In 1982 I was a young man with a young family?? my fascination with electronics and the like told me
I had to take note of the home computer boom!! so I saved and brought a Commodore Vic-20. A 6502 processor
based machine(TOY) with 3.5Kb of memory and programs loaded via a cassette tape deck. As you may guess
I soon grow tired of this.
I then built something called a UK101 this as its name suggest was a BRITISH copy of a US superboard,
another 6502 based machine, but more memory 16K at least, I added a sound chip the AY-3-8910 from General
Instuments.This chip also included 2 indirectly addressed 8 bit I/O ports, so I added joysticks too.
The system clock was run from a simple NE555 timer chip, the frequency changed has the machine warmed up
(the mains transformer was inside the case, as was the keyboard, etc) so a tape program that loaded earlier
did'ent always do so next time...
At this time the photographic retailer I worked for (and still do) decided to get into computers, being the
only one there that know one end from the other I got the job of selling them.
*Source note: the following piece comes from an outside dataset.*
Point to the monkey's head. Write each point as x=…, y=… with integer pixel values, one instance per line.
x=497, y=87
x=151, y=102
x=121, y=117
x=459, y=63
So I went on courses for
BBC's Atari's Commodore 64's and sold more Spectrums than I care to remember! and the Prism 1200Bd modem
that went with it. It was bulletting boards then the very slow forerunner of the Internet..
But I still needed something else, the most popular proccessor was the Z80 from Zilog this was used in Spectrums,
Lynx's Sharp's MZ80A/K, Nascoms and many more. It also supported the CP/M disk operating system (a DOS to you).